Je n'ai pas revu Hippolyte depuis, mais j'ai rencontré d'autres gens, eux aussi préoccupés par l'état de santé de notre planète, comme Étienne Bourgois, cocréateur des expéditions Tara. Un homme de convictions, avec à ses côtés des marins, des scientifiques et des artistes engagés depuis 20 ans dans une collecte de connaissances pour une meilleure protection des océans. Je me suis aussi entretenu avec Jean-Louis Étienne, 72 printemps. Sur le pont de son bateau Persévérance, l'explorateur polaire m'a parlé de sa dernière navigation en Arctique, de la majestuosité des lieux, et de sa prochaine expédition dans l'océan Austral avec Polar Pod, son drôle d'engin.

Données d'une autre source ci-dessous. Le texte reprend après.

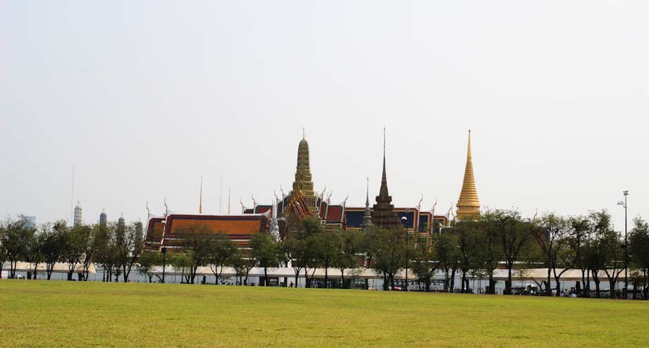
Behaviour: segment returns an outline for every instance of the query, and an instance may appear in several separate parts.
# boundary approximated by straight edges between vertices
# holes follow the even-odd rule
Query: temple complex
[[[468,131],[468,146],[466,149],[466,166],[464,168],[464,181],[457,201],[458,220],[477,218],[480,216],[480,202],[473,178],[473,163],[471,159],[471,131]]]
[[[309,143],[302,134],[302,140],[298,145],[298,165],[296,168],[293,189],[289,194],[286,206],[282,206],[285,215],[293,215],[298,218],[307,216],[317,217],[320,201],[313,192],[313,181],[309,166]]]
[[[365,206],[347,206],[346,199],[340,204],[332,204],[331,194],[325,198],[324,192],[320,195],[315,192],[309,163],[309,144],[303,133],[298,145],[295,180],[289,194],[282,192],[281,197],[276,196],[269,205],[257,204],[253,201],[253,206],[246,208],[242,204],[241,214],[230,214],[229,209],[226,215],[203,215],[202,199],[198,214],[170,213],[166,208],[164,216],[157,216],[150,213],[146,247],[150,250],[161,250],[163,247],[182,249],[183,233],[195,225],[207,225],[207,230],[214,233],[224,232],[243,248],[248,248],[250,238],[258,233],[271,233],[274,238],[281,239],[289,229],[287,221],[290,219],[314,218],[320,220],[327,230],[367,230],[376,225],[385,228],[405,228],[410,232],[428,236],[439,232],[436,228],[449,226],[450,210],[448,216],[435,215],[435,206],[431,211],[422,210],[420,201],[416,206],[411,208],[396,208],[392,204],[387,187],[384,132],[384,130],[381,185],[373,206],[370,206],[369,179]],[[201,189],[201,197],[202,194]],[[456,217],[459,220],[475,218],[480,215],[471,159],[471,132],[464,180],[456,207]]]

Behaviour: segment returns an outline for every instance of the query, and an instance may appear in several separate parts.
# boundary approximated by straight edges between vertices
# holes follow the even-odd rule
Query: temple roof
[[[374,225],[384,228],[399,228],[402,227],[399,216],[392,205],[392,197],[388,193],[387,175],[385,170],[385,128],[383,129],[383,175],[381,178],[381,188],[379,195],[376,197],[376,204],[372,213],[372,222]]]

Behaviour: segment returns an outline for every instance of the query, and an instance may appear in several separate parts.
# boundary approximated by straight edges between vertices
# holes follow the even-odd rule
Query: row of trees
[[[547,213],[539,218],[525,219],[515,210],[492,210],[480,218],[462,221],[443,228],[433,236],[406,235],[404,229],[386,230],[375,227],[366,231],[324,230],[317,220],[305,219],[289,224],[280,241],[269,235],[252,237],[250,248],[240,248],[222,232],[214,232],[205,225],[190,226],[179,231],[181,252],[163,257],[157,251],[142,253],[141,225],[108,224],[68,228],[65,221],[30,226],[24,217],[0,223],[0,266],[10,263],[9,276],[16,275],[18,261],[32,263],[35,269],[44,263],[49,279],[54,265],[68,265],[68,279],[81,266],[81,280],[87,279],[94,263],[103,266],[105,281],[128,281],[134,265],[152,275],[154,266],[171,265],[182,273],[184,281],[193,283],[200,266],[209,266],[218,283],[225,266],[235,268],[237,277],[248,283],[253,267],[265,269],[264,282],[268,285],[267,268],[291,266],[295,282],[303,274],[310,286],[316,268],[325,269],[324,286],[328,287],[329,269],[340,271],[341,287],[348,287],[345,270],[368,267],[384,280],[384,286],[394,286],[395,276],[406,266],[418,281],[430,290],[436,272],[444,275],[444,290],[453,291],[456,275],[461,277],[460,289],[468,290],[468,277],[488,280],[488,292],[495,291],[494,271],[508,270],[505,293],[511,293],[513,272],[517,268],[547,268],[540,288],[550,295],[560,294],[560,281],[567,270],[581,270],[578,292],[589,294],[591,280],[595,295],[600,285],[609,283],[612,291],[625,266],[624,239],[615,232],[606,211],[586,216],[564,217]],[[171,250],[171,249],[169,249]],[[178,250],[178,249],[174,249]],[[626,250],[631,280],[636,287],[649,288],[649,226],[640,218],[634,220]],[[602,279],[600,275],[604,274]],[[28,274],[28,278],[30,275]],[[552,281],[554,288],[550,288]]]
[[[128,281],[144,247],[141,224],[79,225],[68,227],[65,220],[37,228],[25,216],[0,223],[0,268],[9,263],[8,276],[15,278],[18,261],[29,262],[33,271],[28,278],[36,279],[40,265],[45,265],[47,280],[56,263],[68,264],[68,280],[75,273],[87,280],[90,267],[101,264],[104,281]]]

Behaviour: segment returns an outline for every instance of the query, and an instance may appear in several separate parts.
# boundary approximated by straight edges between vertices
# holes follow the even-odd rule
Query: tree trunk
[[[324,288],[329,289],[329,263],[324,263]]]
[[[600,298],[600,278],[595,274],[593,275],[593,280],[595,280],[595,296]]]
[[[489,273],[489,291],[487,294],[495,294],[496,293],[496,282],[494,282],[494,270]]]
[[[552,295],[552,290],[550,288],[550,283],[552,281],[550,280],[550,268],[548,267],[547,268],[547,282],[545,283],[545,296]],[[557,271],[555,271],[554,273],[556,273]],[[557,282],[557,292],[559,292],[559,282]]]
[[[453,292],[455,288],[455,268],[451,270],[451,284],[449,287],[449,292]]]
[[[561,280],[561,276],[554,276],[554,288],[556,289],[554,297],[561,297],[561,283],[559,282]],[[548,287],[550,286],[548,285]],[[552,290],[550,290],[550,294],[552,294]]]

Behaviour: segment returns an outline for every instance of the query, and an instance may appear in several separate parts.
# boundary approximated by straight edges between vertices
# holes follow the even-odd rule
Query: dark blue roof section
[[[428,230],[428,216],[419,216],[419,232],[426,232]]]
[[[413,224],[415,223],[415,212],[414,211],[397,211],[397,215],[399,215],[399,219],[401,221],[401,223],[404,223],[404,220],[401,220],[401,218],[406,216],[408,218],[408,220],[406,222],[404,225],[408,228],[412,228]]]
[[[363,223],[363,213],[365,213],[365,211],[345,211],[345,219],[347,220],[347,227],[360,228],[360,224]]]

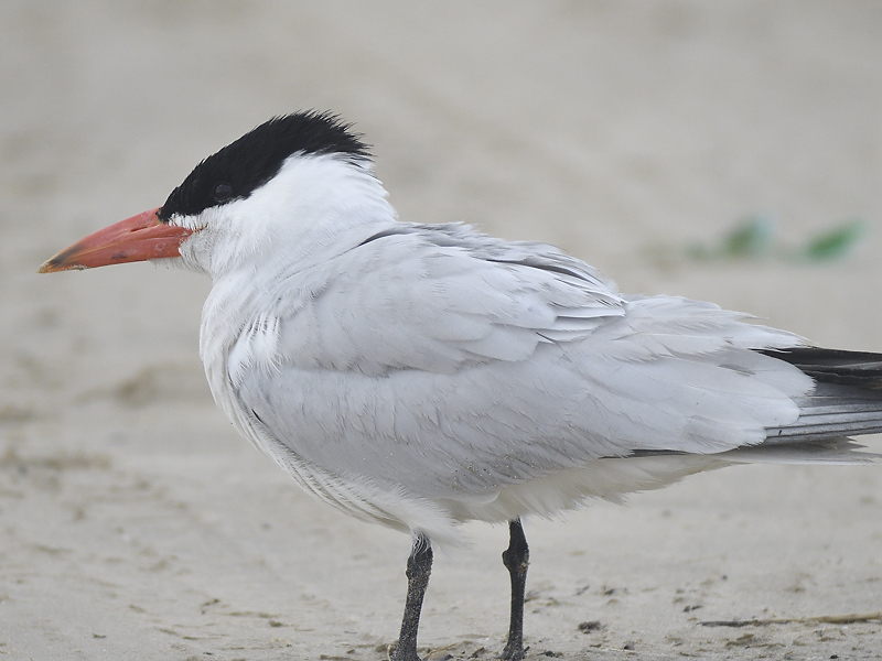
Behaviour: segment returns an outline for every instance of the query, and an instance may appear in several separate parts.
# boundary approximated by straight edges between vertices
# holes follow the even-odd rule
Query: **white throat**
[[[184,264],[217,282],[235,272],[268,278],[308,268],[395,223],[396,214],[366,162],[294,154],[248,198],[176,220],[198,229],[181,246]]]

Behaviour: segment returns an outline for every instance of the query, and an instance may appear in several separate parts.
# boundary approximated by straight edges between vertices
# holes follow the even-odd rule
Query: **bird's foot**
[[[505,661],[523,661],[527,655],[527,649],[529,648],[524,648],[524,643],[521,641],[514,643],[509,640],[505,644],[503,653],[499,654],[499,659],[505,659]]]
[[[399,646],[398,642],[392,642],[389,648],[386,650],[386,655],[389,661],[423,661],[420,659],[420,655],[417,653],[417,648],[413,649],[405,649],[404,647]]]

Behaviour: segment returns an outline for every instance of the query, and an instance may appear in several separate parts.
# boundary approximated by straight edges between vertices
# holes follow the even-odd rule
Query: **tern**
[[[412,546],[395,661],[418,661],[432,544],[508,523],[504,659],[525,655],[520,519],[732,464],[861,463],[882,354],[631,296],[544,243],[405,223],[338,116],[276,117],[165,203],[40,269],[159,260],[205,273],[200,353],[235,427],[301,487]]]

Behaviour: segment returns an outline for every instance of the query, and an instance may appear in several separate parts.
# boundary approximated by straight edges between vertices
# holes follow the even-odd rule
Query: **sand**
[[[860,1],[6,0],[0,658],[380,660],[405,593],[405,535],[313,501],[215,409],[206,280],[37,275],[56,250],[330,108],[405,219],[882,350],[880,30]],[[684,257],[752,214],[788,246],[868,232],[824,263]],[[526,530],[529,659],[882,658],[879,619],[832,617],[882,610],[879,466],[731,468]],[[435,562],[431,659],[504,642],[507,532],[466,533]]]

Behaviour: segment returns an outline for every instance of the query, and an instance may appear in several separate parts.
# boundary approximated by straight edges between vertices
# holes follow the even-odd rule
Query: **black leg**
[[[520,661],[524,652],[524,592],[527,586],[527,567],[530,564],[530,550],[520,519],[508,522],[508,549],[503,553],[503,564],[512,576],[512,620],[508,625],[508,642],[503,650],[503,659]]]
[[[417,654],[417,629],[420,626],[422,598],[432,573],[432,544],[429,538],[418,533],[413,538],[413,549],[407,559],[407,600],[405,617],[401,619],[401,635],[391,661],[420,661]]]

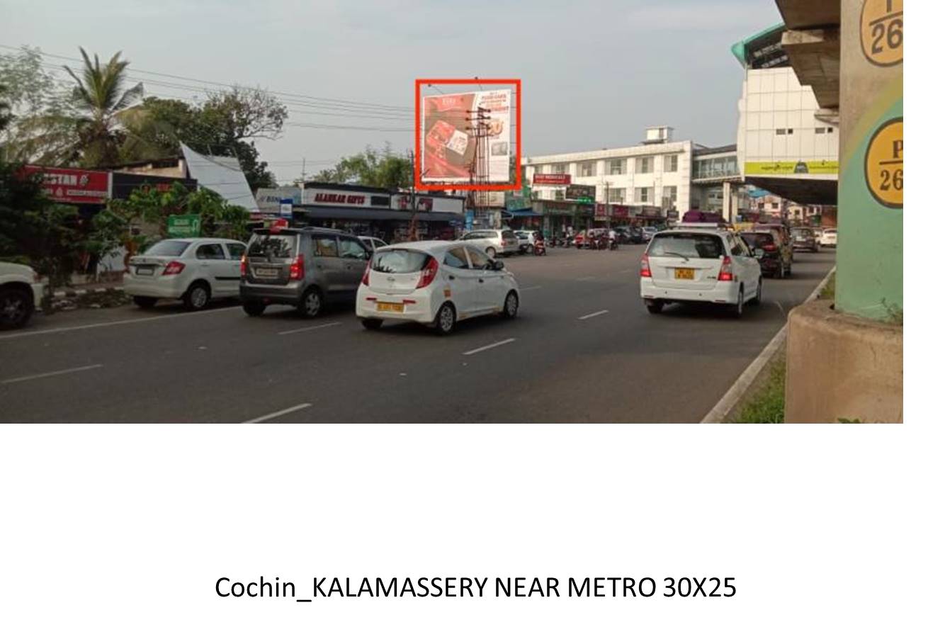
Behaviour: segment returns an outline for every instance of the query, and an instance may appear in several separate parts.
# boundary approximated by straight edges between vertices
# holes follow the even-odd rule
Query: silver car
[[[256,229],[241,259],[242,307],[260,316],[291,305],[304,317],[353,301],[371,253],[356,236],[321,227]]]
[[[464,234],[461,240],[472,243],[491,259],[519,253],[519,238],[511,229],[477,229]]]

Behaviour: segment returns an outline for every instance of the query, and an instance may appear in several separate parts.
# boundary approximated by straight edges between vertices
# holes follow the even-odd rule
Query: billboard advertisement
[[[423,97],[422,181],[508,182],[511,97],[509,89]]]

Ces discussions, et d'autres, ainsi que mes lectures estivales, m'ont réconforté, et donné foi en l'être humain. Puissent les reportages de ce numéro collector vous nourrir en ce sens, et alimenter vos discussions. À la terrasse de la brasserie Le Square, mon QG à Paris 14ème, je ne désespère pas de recroiser Hippolyte pour parler avec lui sans fard (ni anglicismes) des beautés et des fragilités du monde, mais surtout des solutions pour demain. Car là est mon leitmotiv, celui de verser ni dans l'angélisme, ni dans le désespoir, mais dans le pragmatisme quant à la planète que nous léguerons à nos descendants. « Nous n'héritons pas de la terre de nos ancêtres, nous l'empruntons à nos enfants », a écrit avec à-propos Antoine de Saint-Exupéry, écrivain, poète… et pilote !

D'ici là, bel automne à tous, et restons forts,

Stéphane Dugast

1 : Le prénom a été modifié, selon la formule consacrée dans la presse.